I consider it important, indeed urgently necessary, for intellectual workers to get together, both to protect their own economic status and, also, generally speaking, to secure their influence in the political field.
A man's ethical behaviour should be based effectually on sympathy, education, and social ties and needs; no religious basis is necessary. Man would indeed be in a poor way if he had to be restrained by fear of punishment and hope of reward after death.
A successful man is he who receives a great deal from his fellow men, usually incomparably more than corresponds to his service to them. The value of a man, however, should be seen in what he gives and not in what he is able to receive.
Academic chairs are many, but wise and noble teachers are few; lecture-rooms are numerous and large, but the number of young people who genuinely thirst after truth and justice is small
Matter is real to my senses, but they aren't trustworthy. If Galileo or Copernicus had accepted what they saw, they would never have discovered the movement of the earth and planets.

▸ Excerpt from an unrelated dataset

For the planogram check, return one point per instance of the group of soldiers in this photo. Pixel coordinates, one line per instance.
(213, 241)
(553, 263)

An attempt at visualizing the Fourth Dimension: Take a point, stretch it into a line, curl it into a circle, twist it into a sphere, and punch through the sphere.
Creating a new theory is not like destroying an old barn and erecting a skyscraper in its place. It is rather like climbing a mountain, gaining new and wider views, discovering unexpected connections between our starting points and its rich environment. But the point from which we started out still exists and can be seen, although it appears smaller and forms a tiny part of our broad view gained by the mastery of the obstacles on our adventurous way up.
We can invent as many theories we like, and any one of them can be made to fit the facts. But that theory is always preferred which makes the fewest number of assumptions.